Men's Hockey Falls to No. 12 Cornell, 3-2

Michael D. Ledecky

Jimmy Vesey, pictured above, led Harvard with five shots but did not find the back of the net against the Big Red.

Returning home after a nationally-televised rout, the Harvard men’s hockey team walked into a hostile, sold-out Bright-Landry Hockey Center on Saturday night looking for its first conference win in two months. It left with one of its most frustrating losses of the season.

The Crimson (5-9-3, 2-7-3 ECAC) played some of its best minutes of the year Friday, dominating the offensive zone for long stretches of the third period in front of a Big Red-heavy crowd. But the hosts could not overcome their earlier mistakes as No. 12 Cornell (9-4-3, 5-3-2 ECAC) skated to a 3-2 win.

Advertisement

“You can’t just walk away from this one,” freshman Sean Malone said. “Those are points that we need right now. I thought that there were a lot of things that we did well but you have to do this consistently, every game. I thought maybe for 10 minutes there we didn’t and it cost us the game.”

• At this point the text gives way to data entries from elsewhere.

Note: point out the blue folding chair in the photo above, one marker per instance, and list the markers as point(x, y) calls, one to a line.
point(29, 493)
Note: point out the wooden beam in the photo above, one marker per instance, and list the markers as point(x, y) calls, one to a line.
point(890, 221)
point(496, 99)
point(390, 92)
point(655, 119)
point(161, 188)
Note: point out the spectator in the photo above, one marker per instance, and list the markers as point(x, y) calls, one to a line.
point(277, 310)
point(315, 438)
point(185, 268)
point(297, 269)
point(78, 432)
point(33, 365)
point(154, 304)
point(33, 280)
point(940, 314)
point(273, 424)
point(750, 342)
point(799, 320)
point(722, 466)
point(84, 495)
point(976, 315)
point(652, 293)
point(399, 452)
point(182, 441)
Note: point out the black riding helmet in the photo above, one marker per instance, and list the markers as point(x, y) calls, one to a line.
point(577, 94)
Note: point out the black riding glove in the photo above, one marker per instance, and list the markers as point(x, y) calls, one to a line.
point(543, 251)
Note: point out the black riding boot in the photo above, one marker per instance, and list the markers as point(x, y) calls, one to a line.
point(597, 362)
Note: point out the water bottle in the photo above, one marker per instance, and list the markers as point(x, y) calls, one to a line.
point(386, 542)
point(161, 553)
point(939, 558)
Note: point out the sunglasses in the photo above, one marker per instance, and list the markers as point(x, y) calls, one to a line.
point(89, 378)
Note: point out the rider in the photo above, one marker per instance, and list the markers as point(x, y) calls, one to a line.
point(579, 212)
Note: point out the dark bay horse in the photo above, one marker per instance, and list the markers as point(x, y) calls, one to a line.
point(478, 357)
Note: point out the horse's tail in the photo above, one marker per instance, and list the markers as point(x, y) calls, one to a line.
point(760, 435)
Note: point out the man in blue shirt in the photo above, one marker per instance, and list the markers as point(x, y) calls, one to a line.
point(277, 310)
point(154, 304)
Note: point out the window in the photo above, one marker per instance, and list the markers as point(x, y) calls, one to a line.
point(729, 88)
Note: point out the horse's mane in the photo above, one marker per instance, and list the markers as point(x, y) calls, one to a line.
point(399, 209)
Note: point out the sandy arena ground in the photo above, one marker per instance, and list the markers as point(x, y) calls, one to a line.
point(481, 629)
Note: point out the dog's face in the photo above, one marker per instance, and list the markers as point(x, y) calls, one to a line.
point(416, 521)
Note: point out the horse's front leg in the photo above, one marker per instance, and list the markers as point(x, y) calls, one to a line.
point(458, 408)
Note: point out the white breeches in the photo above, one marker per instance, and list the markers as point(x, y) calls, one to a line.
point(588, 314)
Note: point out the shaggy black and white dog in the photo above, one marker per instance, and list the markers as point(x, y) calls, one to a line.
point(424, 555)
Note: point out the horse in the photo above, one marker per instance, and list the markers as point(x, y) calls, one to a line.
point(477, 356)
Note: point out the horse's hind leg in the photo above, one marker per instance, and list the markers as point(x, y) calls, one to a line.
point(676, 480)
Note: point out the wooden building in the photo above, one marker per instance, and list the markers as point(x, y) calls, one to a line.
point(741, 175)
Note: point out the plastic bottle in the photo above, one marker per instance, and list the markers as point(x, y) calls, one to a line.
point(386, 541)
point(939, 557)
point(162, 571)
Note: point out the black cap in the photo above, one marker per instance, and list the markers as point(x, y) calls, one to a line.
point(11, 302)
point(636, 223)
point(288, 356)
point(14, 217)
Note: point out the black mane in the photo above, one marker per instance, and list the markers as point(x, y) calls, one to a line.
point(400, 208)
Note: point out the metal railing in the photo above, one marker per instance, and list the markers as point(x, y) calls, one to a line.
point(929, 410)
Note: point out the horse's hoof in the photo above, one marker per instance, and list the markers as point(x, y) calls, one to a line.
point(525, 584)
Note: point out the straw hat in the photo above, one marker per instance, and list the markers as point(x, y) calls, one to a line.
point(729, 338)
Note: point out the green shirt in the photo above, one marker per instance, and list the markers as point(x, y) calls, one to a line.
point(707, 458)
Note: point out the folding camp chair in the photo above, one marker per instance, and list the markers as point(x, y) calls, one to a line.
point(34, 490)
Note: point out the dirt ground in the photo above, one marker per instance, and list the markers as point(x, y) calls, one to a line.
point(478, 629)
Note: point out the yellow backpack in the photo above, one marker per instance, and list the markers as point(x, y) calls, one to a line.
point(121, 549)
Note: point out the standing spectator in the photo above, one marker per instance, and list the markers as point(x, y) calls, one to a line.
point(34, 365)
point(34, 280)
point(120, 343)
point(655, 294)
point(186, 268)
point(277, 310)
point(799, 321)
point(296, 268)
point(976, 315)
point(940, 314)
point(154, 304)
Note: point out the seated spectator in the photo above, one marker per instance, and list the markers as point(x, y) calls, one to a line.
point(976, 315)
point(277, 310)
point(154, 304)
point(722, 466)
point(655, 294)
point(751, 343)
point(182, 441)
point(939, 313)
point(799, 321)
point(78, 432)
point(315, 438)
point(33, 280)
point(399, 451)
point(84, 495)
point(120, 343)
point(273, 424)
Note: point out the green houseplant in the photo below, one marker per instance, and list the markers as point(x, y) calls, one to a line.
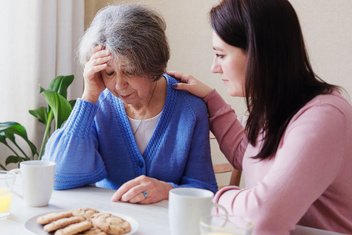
point(58, 109)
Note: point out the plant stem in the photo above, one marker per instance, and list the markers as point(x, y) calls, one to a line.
point(12, 149)
point(46, 133)
point(21, 151)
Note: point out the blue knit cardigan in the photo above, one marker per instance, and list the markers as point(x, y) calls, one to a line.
point(96, 145)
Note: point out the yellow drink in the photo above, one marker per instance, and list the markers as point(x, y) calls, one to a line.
point(5, 200)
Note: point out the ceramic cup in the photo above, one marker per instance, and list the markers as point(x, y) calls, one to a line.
point(37, 181)
point(7, 181)
point(225, 225)
point(186, 207)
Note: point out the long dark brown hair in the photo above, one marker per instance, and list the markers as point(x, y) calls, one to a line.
point(279, 77)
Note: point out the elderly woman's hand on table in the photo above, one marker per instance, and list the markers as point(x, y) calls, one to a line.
point(143, 190)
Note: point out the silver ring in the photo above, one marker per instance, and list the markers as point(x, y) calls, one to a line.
point(145, 194)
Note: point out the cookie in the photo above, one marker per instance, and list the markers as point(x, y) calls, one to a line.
point(74, 228)
point(84, 212)
point(93, 231)
point(60, 223)
point(48, 218)
point(110, 224)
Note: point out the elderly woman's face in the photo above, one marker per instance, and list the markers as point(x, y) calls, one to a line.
point(130, 89)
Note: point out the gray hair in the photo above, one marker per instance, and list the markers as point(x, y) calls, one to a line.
point(132, 33)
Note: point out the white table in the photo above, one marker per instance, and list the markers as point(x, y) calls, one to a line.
point(152, 219)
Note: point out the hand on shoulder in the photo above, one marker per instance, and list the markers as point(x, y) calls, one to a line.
point(190, 84)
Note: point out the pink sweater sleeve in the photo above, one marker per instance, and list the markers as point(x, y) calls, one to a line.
point(228, 131)
point(282, 188)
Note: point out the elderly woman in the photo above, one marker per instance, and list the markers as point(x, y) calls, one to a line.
point(131, 130)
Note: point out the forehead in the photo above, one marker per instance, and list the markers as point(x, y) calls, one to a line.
point(219, 44)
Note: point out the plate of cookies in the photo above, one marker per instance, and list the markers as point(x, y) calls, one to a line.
point(82, 221)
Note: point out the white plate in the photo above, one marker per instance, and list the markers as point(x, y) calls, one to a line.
point(32, 225)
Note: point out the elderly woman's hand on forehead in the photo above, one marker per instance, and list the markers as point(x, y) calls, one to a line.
point(93, 81)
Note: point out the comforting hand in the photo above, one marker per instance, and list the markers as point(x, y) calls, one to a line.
point(143, 190)
point(190, 84)
point(93, 81)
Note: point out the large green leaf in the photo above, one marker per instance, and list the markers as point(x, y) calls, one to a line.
point(10, 129)
point(41, 113)
point(60, 85)
point(60, 106)
point(13, 127)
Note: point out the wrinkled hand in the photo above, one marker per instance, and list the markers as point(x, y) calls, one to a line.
point(190, 84)
point(93, 81)
point(132, 191)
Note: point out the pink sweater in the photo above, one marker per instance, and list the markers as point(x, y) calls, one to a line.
point(308, 181)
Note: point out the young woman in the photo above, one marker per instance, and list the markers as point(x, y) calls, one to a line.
point(295, 149)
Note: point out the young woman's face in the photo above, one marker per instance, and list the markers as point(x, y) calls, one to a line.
point(230, 63)
point(129, 88)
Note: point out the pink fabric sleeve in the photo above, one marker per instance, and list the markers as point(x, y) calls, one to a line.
point(228, 131)
point(307, 162)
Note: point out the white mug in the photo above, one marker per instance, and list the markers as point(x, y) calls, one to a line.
point(186, 207)
point(37, 181)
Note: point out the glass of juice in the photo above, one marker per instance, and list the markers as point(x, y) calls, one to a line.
point(225, 225)
point(7, 181)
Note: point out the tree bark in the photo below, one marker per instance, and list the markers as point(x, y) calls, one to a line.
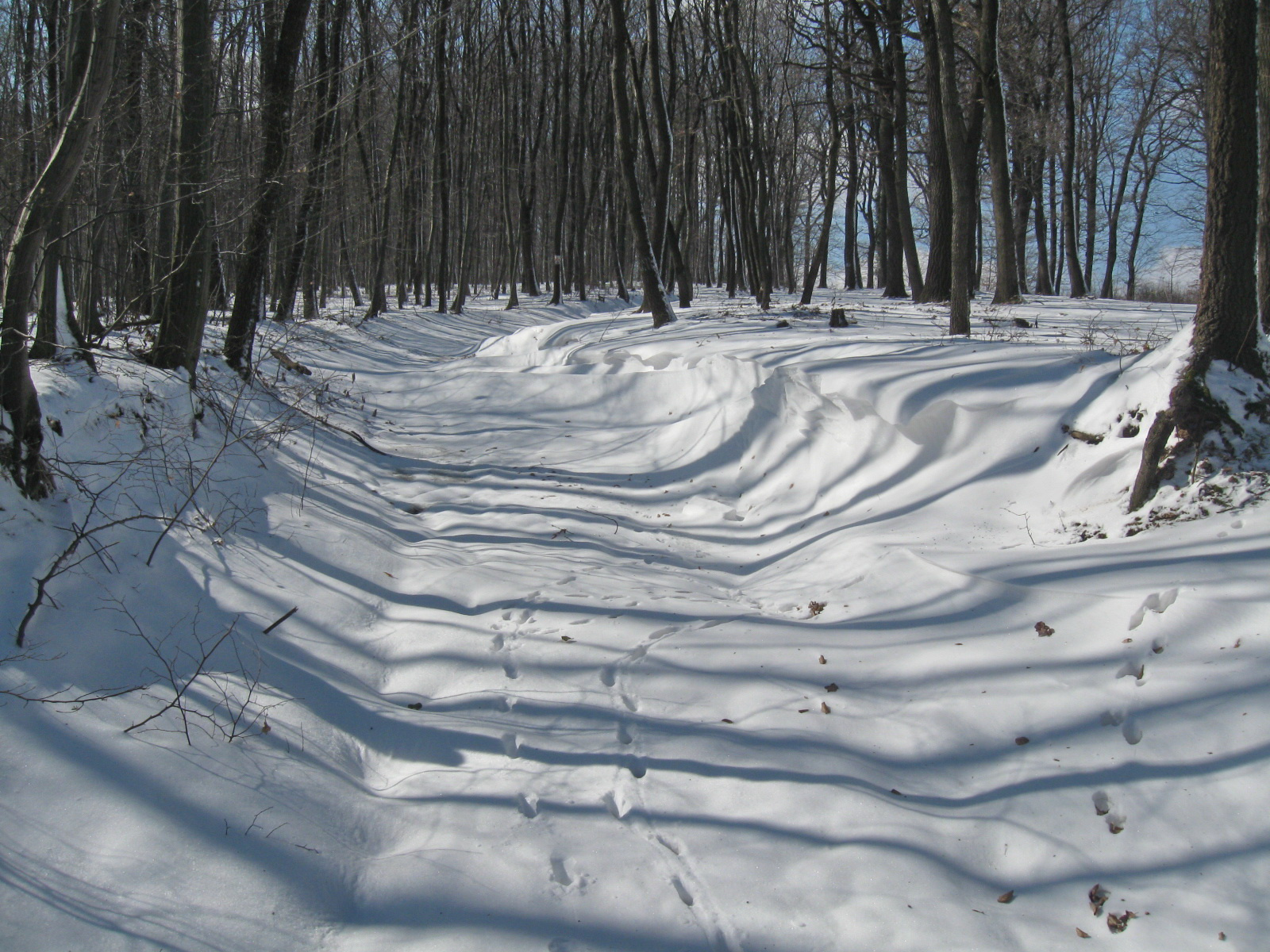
point(18, 393)
point(654, 298)
point(277, 94)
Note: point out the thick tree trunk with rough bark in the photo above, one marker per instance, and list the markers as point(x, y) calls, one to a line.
point(1226, 317)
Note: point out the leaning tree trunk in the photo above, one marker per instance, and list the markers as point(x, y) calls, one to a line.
point(18, 393)
point(277, 90)
point(999, 158)
point(1264, 192)
point(654, 298)
point(184, 301)
point(963, 196)
point(1226, 317)
point(1076, 278)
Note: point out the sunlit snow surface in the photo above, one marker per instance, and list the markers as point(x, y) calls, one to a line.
point(605, 564)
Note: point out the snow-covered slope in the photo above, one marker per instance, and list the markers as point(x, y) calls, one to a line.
point(725, 636)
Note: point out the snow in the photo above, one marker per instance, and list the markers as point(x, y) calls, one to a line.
point(556, 677)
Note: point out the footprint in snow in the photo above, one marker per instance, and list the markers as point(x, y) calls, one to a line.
point(616, 805)
point(685, 896)
point(559, 875)
point(1102, 803)
point(1156, 602)
point(1133, 670)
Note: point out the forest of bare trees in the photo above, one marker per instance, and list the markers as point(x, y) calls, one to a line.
point(167, 162)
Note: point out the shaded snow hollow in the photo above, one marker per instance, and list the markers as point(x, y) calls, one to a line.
point(722, 638)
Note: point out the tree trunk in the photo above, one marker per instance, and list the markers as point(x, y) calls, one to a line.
point(1226, 317)
point(1068, 76)
point(654, 298)
point(277, 94)
point(184, 301)
point(18, 393)
point(999, 158)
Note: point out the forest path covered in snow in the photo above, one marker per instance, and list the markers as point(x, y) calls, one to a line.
point(722, 638)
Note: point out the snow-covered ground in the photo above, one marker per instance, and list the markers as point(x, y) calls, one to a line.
point(727, 636)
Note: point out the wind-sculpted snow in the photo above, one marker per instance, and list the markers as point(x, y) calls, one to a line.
point(721, 638)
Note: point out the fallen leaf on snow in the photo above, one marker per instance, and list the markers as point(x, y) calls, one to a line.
point(1119, 923)
point(1098, 898)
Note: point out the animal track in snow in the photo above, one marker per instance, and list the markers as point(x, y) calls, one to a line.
point(1102, 803)
point(510, 746)
point(1156, 602)
point(616, 805)
point(559, 875)
point(685, 896)
point(1133, 670)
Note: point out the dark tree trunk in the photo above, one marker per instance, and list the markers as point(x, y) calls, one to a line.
point(999, 158)
point(654, 298)
point(939, 190)
point(18, 393)
point(1068, 78)
point(277, 93)
point(1226, 317)
point(184, 302)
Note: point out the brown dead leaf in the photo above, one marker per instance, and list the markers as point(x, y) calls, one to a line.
point(1098, 899)
point(1119, 923)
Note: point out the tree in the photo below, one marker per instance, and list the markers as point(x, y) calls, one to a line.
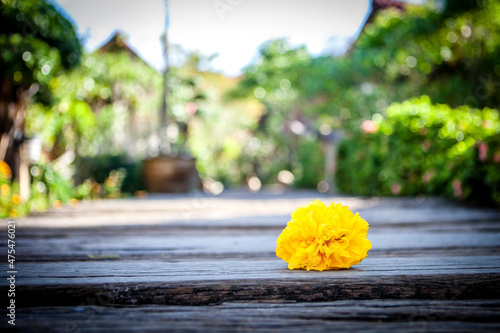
point(37, 42)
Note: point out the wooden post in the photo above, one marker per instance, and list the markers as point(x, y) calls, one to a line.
point(24, 172)
point(164, 144)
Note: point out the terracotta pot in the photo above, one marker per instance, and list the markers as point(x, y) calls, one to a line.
point(170, 174)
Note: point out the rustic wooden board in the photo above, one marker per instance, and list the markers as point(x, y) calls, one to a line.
point(176, 262)
point(366, 316)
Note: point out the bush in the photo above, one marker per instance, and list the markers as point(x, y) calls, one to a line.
point(102, 168)
point(421, 148)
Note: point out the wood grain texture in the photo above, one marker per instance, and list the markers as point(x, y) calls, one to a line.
point(366, 316)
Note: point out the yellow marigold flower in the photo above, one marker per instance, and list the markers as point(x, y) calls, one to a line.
point(323, 238)
point(5, 170)
point(5, 189)
point(16, 199)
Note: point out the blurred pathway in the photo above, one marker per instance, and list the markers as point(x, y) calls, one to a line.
point(197, 263)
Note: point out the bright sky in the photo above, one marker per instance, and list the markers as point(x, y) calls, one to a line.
point(232, 28)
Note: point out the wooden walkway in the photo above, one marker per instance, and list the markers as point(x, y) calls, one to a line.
point(193, 264)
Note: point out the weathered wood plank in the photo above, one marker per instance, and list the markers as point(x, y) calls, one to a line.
point(368, 316)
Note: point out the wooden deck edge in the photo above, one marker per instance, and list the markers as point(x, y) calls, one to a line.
point(430, 287)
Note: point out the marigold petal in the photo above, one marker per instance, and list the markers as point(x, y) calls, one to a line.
point(320, 237)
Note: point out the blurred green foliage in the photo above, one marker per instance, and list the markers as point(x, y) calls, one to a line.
point(425, 149)
point(36, 44)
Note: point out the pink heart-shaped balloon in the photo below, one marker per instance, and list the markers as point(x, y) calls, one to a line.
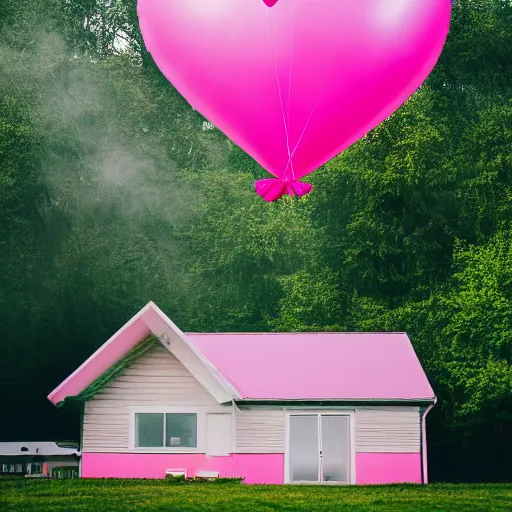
point(297, 84)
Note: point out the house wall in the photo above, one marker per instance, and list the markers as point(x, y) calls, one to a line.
point(157, 378)
point(387, 439)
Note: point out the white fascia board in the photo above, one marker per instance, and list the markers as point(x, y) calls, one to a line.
point(175, 341)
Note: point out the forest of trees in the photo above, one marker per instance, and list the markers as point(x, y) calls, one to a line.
point(114, 192)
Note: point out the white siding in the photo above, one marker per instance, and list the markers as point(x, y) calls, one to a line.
point(260, 431)
point(388, 429)
point(157, 378)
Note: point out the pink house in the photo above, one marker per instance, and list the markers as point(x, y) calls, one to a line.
point(344, 408)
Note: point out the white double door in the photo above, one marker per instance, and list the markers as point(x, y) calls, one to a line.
point(319, 448)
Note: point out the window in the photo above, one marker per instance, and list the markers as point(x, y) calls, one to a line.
point(170, 430)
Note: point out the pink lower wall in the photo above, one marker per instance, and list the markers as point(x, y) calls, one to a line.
point(371, 468)
point(256, 468)
point(388, 468)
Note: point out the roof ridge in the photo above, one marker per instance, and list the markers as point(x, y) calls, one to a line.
point(187, 333)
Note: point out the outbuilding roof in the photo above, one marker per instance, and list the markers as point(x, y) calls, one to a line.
point(268, 366)
point(47, 448)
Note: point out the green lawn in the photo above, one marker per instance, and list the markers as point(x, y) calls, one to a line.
point(159, 495)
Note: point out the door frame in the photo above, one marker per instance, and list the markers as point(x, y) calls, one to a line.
point(339, 411)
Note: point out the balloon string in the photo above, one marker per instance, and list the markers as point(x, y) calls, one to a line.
point(286, 175)
point(302, 134)
point(290, 84)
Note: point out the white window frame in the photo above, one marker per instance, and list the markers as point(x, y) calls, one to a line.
point(201, 412)
point(350, 412)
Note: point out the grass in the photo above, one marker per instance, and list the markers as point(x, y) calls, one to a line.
point(158, 495)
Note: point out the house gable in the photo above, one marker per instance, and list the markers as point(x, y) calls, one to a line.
point(125, 345)
point(156, 379)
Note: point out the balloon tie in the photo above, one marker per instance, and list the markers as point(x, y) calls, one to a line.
point(272, 189)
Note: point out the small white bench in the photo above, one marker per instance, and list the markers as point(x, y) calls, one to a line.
point(176, 472)
point(207, 474)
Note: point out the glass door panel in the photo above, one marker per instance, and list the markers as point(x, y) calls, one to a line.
point(335, 448)
point(304, 449)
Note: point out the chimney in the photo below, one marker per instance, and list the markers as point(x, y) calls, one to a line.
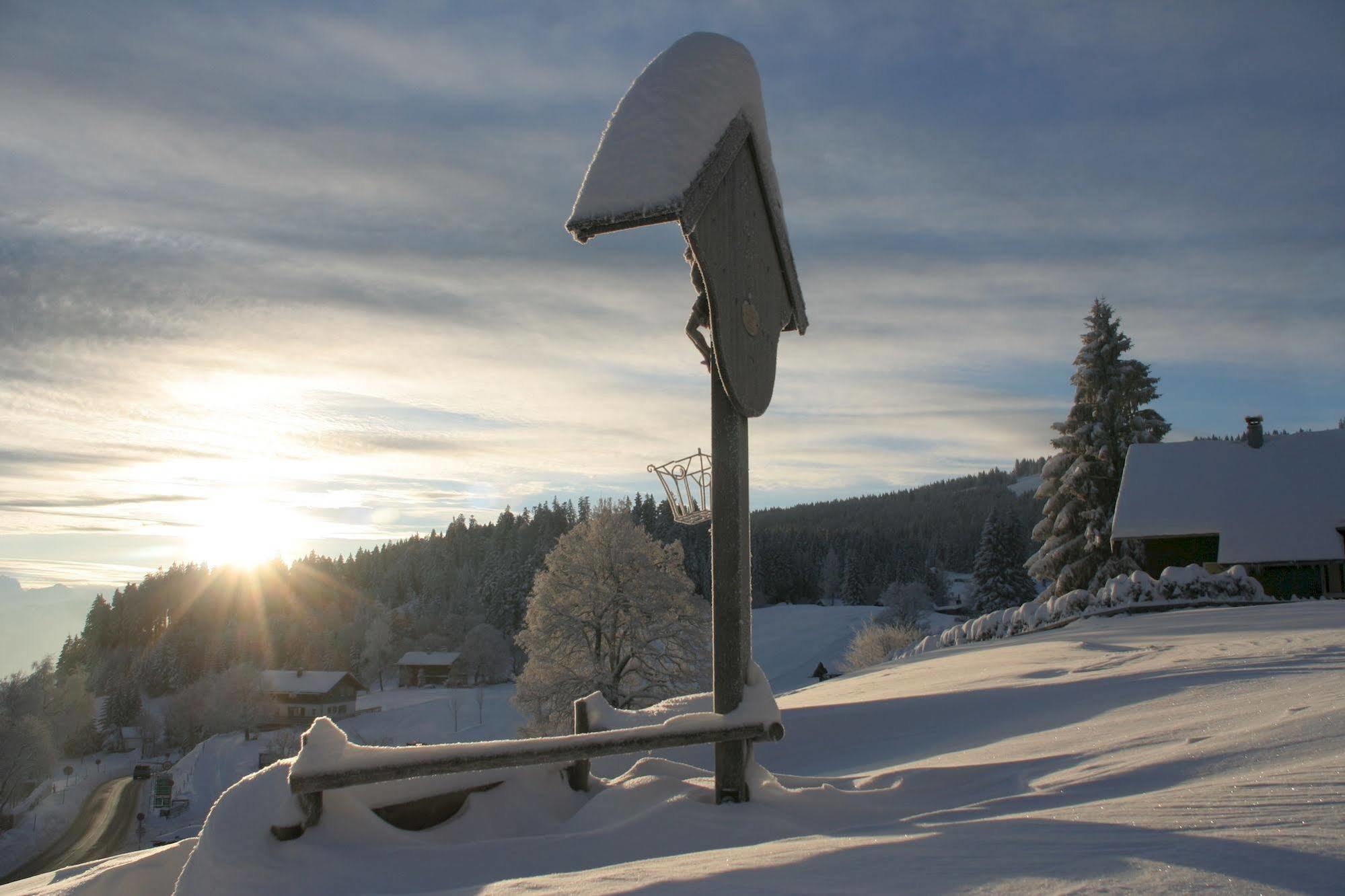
point(1254, 433)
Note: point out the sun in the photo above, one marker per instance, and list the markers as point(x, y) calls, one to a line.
point(242, 532)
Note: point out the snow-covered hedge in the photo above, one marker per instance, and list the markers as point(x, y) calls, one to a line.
point(1176, 586)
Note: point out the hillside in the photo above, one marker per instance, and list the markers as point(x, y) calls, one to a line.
point(1183, 751)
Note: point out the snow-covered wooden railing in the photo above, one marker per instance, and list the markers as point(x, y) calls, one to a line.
point(330, 762)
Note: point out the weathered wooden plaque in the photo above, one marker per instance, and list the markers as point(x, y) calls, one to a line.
point(735, 246)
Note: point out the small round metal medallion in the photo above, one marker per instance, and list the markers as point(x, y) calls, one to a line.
point(751, 320)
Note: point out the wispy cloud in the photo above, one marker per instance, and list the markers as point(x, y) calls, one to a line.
point(315, 259)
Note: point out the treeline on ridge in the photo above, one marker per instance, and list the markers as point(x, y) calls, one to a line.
point(187, 622)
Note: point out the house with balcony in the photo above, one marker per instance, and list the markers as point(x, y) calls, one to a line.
point(299, 695)
point(1274, 504)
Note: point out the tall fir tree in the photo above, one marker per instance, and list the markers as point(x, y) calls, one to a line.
point(1081, 484)
point(998, 572)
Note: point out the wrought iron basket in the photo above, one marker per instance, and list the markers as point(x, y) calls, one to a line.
point(686, 482)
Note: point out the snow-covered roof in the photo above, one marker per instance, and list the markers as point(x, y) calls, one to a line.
point(428, 659)
point(663, 134)
point(288, 681)
point(1282, 502)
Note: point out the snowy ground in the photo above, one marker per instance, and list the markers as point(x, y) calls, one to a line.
point(1180, 751)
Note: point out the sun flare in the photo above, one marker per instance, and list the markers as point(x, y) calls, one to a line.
point(242, 532)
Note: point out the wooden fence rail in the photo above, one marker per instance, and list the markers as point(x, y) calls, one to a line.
point(577, 750)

A short-hander and two last-minute strikes off Harvard turnovers gave the visitors all the goals they needed. After goals from Malone and freshman forward Devin Tringale erased a two-goal deficit, senior center Dustin Mowrey provided the game winner with 20 seconds left in the middle frame.

Cornell’s first two goals came in the first period off a shorthanded breakaway from junior Madison Dias on Harvard’s first power play and, 13 minutes later, a strike from sophomore forward Christian Hilbrich with four seconds left on the clock.

Senior goaltender Andy Iles did the rest for the Big Red in the third, making 11 saves in the final frame and killing off two Crimson power plays in the final 10 minutes of regulation.

Harvard entered Friday looking for its first conference win since a 5-3 win at Princeton on Nov. 15. Crimson coach Ted Donato ’91 opted to start goaltender Steve Michalek after the junior came off the bench to replace senior starter Raphael Girard in the Crimson’s 5-1 loss to Yale in the Rivalry On Ice game at Madison Square Garden on Saturday. Michalek was a solid presence between the pipes for Harvard on Friday, stopping 25 of 28 shots and yielding no easy goals, but the Crimson left points on the table.